This python script queries job information from an HPC job scheduler. The information are stored in a JSON file. Currently, JobLog supports only SLURM. JobLog queries the following fields of the running job.
This software was developed as part of the EC H2020 funded project NEXTGenIO (Project ID: 671951) http://www.nextgenio.eu.
- JobId
- JobName
- StartTime
- EndTime
- SubmitTime
- NumNodes
- NumCPUs
- NumTasks
- Dependency
- ExitCode
- JobID
- NNodes
- NTasks
- NCPUS
- Start
- End
- Elapsed
- JobName
- NodeList
- ExitCode
- State
Job information is once only included in the JSON file and job step information may be contained multiple times.
- Python3
- SLURM and permissions to execute
scontrol
andsacct
> python joblog.py $JOBID /path/to/output
The $JOBID
tells JobLog which job is running and will be used.

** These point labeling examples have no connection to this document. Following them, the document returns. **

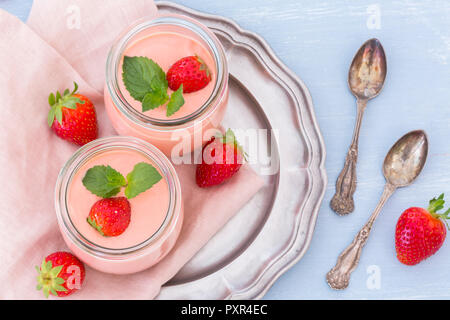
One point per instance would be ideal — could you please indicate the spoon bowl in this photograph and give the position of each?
(406, 158)
(368, 70)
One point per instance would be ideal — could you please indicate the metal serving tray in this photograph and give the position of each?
(273, 231)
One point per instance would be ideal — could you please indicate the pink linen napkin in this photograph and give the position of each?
(32, 155)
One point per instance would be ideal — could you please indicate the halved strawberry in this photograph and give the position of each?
(191, 72)
(72, 117)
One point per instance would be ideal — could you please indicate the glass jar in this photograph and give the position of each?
(136, 257)
(174, 136)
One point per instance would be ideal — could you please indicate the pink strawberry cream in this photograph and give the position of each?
(165, 40)
(156, 213)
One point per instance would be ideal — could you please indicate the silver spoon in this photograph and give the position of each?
(365, 79)
(402, 165)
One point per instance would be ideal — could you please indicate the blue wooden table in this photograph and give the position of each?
(317, 40)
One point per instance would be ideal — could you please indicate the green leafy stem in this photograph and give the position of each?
(146, 82)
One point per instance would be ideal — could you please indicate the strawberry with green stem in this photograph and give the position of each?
(60, 274)
(111, 215)
(72, 116)
(190, 72)
(420, 232)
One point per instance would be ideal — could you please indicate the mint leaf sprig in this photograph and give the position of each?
(107, 182)
(146, 82)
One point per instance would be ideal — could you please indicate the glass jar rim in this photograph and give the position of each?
(85, 153)
(115, 55)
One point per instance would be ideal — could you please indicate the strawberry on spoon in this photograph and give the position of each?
(72, 117)
(421, 232)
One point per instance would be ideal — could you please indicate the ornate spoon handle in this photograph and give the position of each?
(348, 260)
(342, 202)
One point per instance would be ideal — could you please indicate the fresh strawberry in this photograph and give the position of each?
(222, 157)
(420, 233)
(190, 71)
(110, 216)
(60, 274)
(72, 117)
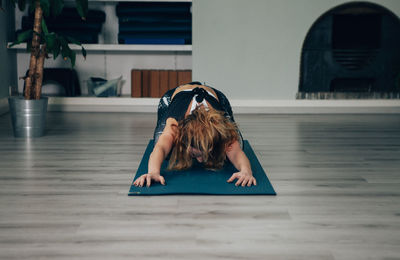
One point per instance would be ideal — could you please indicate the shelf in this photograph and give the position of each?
(121, 47)
(181, 1)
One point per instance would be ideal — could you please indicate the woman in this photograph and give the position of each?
(196, 122)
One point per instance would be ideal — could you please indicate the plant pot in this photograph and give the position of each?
(28, 116)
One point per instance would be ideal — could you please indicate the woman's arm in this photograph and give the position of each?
(159, 153)
(239, 159)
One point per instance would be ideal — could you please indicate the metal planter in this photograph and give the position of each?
(28, 116)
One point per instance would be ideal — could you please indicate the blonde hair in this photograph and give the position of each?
(206, 130)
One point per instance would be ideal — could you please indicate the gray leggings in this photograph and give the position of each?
(163, 112)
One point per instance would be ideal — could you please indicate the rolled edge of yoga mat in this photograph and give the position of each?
(198, 181)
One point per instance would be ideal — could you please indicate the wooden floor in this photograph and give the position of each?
(64, 196)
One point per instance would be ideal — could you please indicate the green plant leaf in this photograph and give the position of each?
(22, 37)
(21, 5)
(84, 52)
(73, 40)
(56, 7)
(45, 4)
(56, 48)
(32, 6)
(73, 58)
(50, 40)
(29, 46)
(82, 7)
(66, 52)
(44, 28)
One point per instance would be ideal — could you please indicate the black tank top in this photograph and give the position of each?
(181, 101)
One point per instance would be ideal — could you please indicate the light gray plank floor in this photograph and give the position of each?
(64, 196)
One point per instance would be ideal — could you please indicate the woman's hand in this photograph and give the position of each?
(244, 177)
(148, 177)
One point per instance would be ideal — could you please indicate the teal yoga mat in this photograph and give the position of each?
(199, 181)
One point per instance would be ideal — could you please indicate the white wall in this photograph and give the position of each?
(251, 49)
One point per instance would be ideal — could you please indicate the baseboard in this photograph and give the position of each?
(88, 104)
(4, 105)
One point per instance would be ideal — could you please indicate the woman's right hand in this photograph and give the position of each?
(147, 177)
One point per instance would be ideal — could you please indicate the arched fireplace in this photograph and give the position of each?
(352, 51)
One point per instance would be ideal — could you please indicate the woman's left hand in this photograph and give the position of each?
(244, 178)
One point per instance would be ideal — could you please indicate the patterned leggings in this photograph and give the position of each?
(163, 109)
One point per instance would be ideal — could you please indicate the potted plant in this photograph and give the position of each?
(28, 113)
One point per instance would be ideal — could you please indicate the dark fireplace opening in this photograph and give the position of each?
(356, 31)
(352, 51)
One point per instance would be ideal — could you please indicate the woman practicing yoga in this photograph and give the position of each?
(196, 122)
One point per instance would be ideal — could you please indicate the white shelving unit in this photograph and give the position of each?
(108, 59)
(122, 47)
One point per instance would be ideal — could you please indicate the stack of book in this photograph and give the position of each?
(154, 83)
(69, 23)
(154, 23)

The last parameter is used to specify the output directory.
After a successful execution, JobLog created the file job_log.json
in the output directory.
SLURM provides the environment variable SLURM_EPILOG
to specify an epilog script.
JobLog can be intergrated using an additional epilog script:
#!/bin/sh
module load Python
joblog=/path/to/joblog.py
python3 $joblog $SLURM_JOBID $HOME
This script can be set before executing the srun
command.
> SLURM_EPILOG="/path/to/epilog_script.sh" srun -n 16 ./app
Just add the execution of JobLog into your job script like that
#!/bin/bash
#SBATCH -J HELLOWORLD
#SBATCH --account=zihforschung
#SBATCH --ntasks=4
#SBATCH --time=00:02:00
#SBATCH --partition=haswell
module load OpenMPI Python
srun -n 4 ./mpi_helloworld
python3 /path/to/joblog.py $SLURM_JOBID $HOME
You can also use the SLURM epilog variable but than the script will be called multiple times. Basically, this is not an issue because JobLog will override an existing JSON file.
example_log.json
contains an example output of a job run with one step.